A poesia bicha de Francisco Mallmann

Em entrevista, poeta fala da palavra como gesto coletivo e decolonial

Francisco Mallmann, 30, escreve poesia bicha. Autor de “haverá festa com o que restar” (Urutau, 2018), “américa” (Urutau, 2020) e “tudo o que leva consigo um nome” (José Olympio, 2021), o poeta curitibano tem uma das vozes mais potentes da cena literária LGBTQIA+ brasileira na contemporaneidade. 

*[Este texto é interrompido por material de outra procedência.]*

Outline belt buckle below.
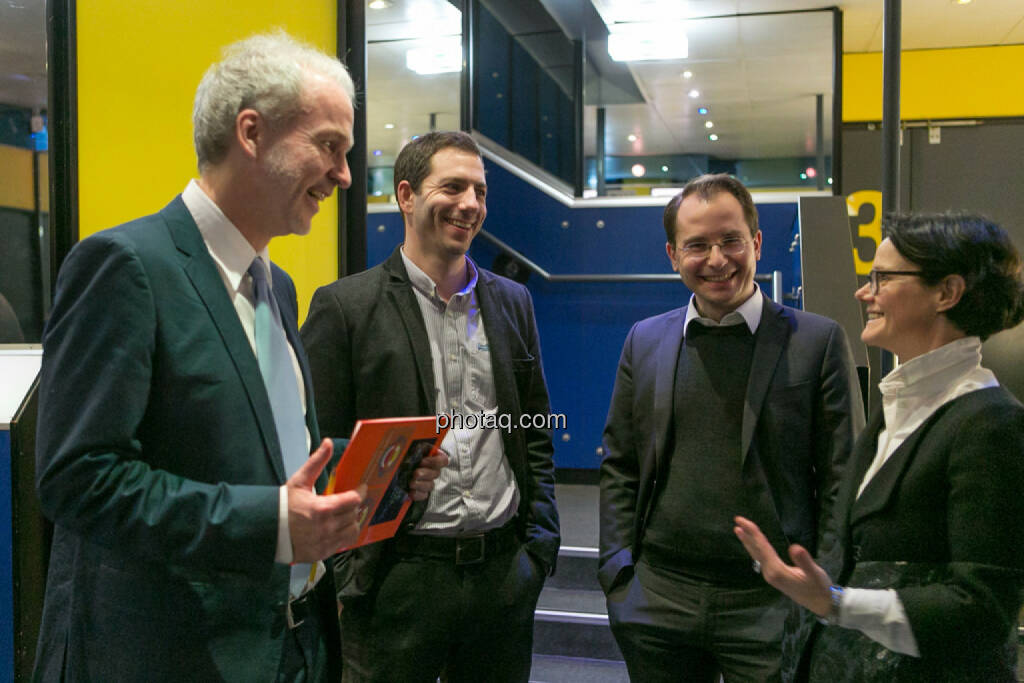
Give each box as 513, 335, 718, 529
455, 533, 484, 564
285, 595, 306, 630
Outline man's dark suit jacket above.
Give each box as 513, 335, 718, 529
598, 294, 864, 593
36, 197, 340, 682
812, 387, 1024, 682
302, 249, 559, 597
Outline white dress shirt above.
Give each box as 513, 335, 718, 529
401, 251, 519, 536
839, 337, 999, 656
181, 180, 310, 564
683, 285, 765, 336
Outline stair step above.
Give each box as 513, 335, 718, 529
537, 586, 607, 622
534, 610, 623, 661
547, 546, 601, 591
529, 654, 630, 683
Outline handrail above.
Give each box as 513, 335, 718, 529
479, 229, 782, 304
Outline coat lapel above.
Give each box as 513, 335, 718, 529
384, 246, 440, 413
160, 196, 288, 482
739, 299, 790, 471
850, 401, 952, 526
653, 306, 686, 471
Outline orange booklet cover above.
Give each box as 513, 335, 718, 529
325, 417, 447, 552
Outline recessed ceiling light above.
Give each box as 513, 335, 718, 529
607, 20, 689, 61
406, 36, 462, 76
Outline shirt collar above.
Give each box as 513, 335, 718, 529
181, 179, 272, 291
683, 285, 764, 336
398, 249, 479, 299
879, 337, 981, 397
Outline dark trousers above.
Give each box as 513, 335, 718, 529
341, 543, 545, 683
278, 581, 341, 683
608, 559, 790, 683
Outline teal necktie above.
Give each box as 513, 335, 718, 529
249, 256, 309, 597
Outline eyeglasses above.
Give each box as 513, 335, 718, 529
679, 233, 746, 258
867, 269, 924, 296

Seu livro de estreia – um apanhado de poemas sobre a experiência hostil e ao mesmo tempo festiva de se descobrir bicha no Brasil – levou a 3ª colocação na categoria Poesia do Prêmio Biblioteca Nacional, no ano em que foi publicado – sucesso que o artista atribui, em grande parte, à força da criação coletiva.

Mallmann atua entre a escrita e a performance. É graduado em Artes Cênicas pela FAP (Faculdade de Artes do Paraná) e em Jornalismo pela PUC-PR (Pontifícia Universidade Católica do Paraná), com mestrado em Filosofia pela mesma universidade. Atualmente é doutorando do Programa de Pós-graduação em Artes da Cena da UFRJ (Universidade Federal do Rio de Janeiro).

assine nossa newsletter

Entre para O Vale. Receba os nossos destaques e um conteúdo exclusivo. Tudo direto no seu e-mail.

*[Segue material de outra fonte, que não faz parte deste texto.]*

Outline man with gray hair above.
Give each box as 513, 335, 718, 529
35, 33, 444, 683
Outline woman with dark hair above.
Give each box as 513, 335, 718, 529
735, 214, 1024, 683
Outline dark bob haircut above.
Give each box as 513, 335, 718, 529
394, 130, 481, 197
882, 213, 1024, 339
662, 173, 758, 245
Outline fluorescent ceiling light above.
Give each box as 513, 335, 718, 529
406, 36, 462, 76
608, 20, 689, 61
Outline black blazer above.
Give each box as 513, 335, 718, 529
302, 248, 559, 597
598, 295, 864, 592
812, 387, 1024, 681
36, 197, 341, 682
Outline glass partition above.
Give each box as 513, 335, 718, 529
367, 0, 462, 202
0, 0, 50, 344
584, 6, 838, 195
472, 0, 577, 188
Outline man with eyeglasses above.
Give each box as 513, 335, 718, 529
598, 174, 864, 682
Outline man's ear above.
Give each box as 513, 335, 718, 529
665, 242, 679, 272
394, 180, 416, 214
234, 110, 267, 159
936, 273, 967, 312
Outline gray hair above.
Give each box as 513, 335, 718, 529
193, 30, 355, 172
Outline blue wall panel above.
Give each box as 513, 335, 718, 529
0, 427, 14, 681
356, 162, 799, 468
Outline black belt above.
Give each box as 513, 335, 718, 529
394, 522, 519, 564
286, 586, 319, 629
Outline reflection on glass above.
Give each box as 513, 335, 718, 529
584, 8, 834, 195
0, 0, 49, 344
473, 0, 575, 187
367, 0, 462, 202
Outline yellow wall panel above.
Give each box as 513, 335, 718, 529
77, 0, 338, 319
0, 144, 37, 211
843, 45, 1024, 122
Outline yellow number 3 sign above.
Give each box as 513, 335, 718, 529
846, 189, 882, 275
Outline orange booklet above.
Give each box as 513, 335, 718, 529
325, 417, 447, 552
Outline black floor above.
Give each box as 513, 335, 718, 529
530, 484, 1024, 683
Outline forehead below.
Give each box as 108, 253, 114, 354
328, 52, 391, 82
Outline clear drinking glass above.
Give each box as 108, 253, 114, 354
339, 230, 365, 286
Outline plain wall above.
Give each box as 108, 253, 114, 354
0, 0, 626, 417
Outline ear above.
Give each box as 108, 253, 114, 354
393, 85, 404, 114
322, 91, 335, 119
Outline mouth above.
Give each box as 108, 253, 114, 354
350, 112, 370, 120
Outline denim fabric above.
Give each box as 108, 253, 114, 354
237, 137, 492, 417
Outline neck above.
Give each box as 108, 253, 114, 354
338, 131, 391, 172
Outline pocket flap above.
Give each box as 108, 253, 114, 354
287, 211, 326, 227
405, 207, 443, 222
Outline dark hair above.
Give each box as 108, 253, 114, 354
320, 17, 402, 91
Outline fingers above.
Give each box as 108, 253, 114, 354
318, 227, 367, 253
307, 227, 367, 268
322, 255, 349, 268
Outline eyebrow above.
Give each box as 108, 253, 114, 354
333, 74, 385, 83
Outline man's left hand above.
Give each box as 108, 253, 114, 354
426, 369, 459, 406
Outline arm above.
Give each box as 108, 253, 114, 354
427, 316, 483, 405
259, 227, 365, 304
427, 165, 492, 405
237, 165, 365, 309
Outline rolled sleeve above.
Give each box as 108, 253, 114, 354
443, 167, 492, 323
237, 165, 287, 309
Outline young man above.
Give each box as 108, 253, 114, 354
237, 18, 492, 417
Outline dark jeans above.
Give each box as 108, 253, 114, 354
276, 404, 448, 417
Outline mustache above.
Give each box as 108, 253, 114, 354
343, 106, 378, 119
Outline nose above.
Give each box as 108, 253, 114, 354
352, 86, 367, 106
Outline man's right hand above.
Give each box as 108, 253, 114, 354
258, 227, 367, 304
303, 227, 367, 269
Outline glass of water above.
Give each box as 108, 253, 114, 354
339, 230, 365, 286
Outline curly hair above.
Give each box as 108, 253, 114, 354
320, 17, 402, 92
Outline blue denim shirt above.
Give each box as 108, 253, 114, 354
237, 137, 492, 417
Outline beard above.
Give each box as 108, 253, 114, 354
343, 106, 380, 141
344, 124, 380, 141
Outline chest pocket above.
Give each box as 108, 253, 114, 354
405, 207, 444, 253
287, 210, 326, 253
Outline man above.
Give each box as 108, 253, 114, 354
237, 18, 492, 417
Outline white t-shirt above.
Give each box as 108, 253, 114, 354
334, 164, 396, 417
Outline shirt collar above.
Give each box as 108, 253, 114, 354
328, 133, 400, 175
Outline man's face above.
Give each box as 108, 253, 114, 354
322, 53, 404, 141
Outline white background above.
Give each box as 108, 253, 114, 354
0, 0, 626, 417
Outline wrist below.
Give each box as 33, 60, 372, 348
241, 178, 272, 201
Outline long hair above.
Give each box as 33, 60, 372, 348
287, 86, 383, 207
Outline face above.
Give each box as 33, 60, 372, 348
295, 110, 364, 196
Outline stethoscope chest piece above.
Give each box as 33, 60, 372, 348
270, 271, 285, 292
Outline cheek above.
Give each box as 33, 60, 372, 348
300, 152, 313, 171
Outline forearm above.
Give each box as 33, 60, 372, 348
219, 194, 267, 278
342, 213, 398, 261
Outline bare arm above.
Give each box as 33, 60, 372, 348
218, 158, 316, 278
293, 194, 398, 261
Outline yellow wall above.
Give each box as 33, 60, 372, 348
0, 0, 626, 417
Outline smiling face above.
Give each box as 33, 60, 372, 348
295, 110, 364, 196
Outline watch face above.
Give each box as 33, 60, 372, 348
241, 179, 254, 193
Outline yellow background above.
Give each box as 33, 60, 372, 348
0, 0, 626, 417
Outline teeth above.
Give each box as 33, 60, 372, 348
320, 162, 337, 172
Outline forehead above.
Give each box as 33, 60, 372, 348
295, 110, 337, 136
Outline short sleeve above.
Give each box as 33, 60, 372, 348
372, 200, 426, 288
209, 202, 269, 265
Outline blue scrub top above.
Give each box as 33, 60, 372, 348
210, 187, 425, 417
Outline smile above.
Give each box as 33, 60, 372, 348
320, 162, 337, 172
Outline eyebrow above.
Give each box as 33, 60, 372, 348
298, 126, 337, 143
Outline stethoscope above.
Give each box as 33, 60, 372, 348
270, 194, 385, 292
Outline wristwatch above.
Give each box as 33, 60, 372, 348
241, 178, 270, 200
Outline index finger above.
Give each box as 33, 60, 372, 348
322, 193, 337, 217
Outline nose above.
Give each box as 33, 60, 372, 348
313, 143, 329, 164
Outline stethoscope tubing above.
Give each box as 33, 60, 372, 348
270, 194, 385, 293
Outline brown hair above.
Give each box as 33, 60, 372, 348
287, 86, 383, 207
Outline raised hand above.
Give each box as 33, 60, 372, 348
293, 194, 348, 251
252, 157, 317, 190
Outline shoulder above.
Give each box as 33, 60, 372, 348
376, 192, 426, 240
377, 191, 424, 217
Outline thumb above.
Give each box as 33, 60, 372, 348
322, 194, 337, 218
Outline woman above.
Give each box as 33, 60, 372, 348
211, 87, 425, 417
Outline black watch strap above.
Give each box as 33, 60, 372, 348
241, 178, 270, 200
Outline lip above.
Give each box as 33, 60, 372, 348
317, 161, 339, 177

Ao se cadastrar, você aceita a política de privacidade da Diadorim.

Em Curitiba, sua cidade natal, Mallmann criou performances híbridas, perpassadas por temas como sexualidade, gênero e decolonialidade, em residência na Selvática Ações Artísticas. Em uma de suas peças mais famosas, “América”, que mais tarde foi transformada em livro homônimo, o artista sobe ao palco nu e discursa de costas para a plateia, de modo a evidenciar sua negação. “Tu me deves uma história, América”, diz o performer, cobrando novos imaginários para corpos que, como o seu, são estigmatizados e silenciados pela violência colonial.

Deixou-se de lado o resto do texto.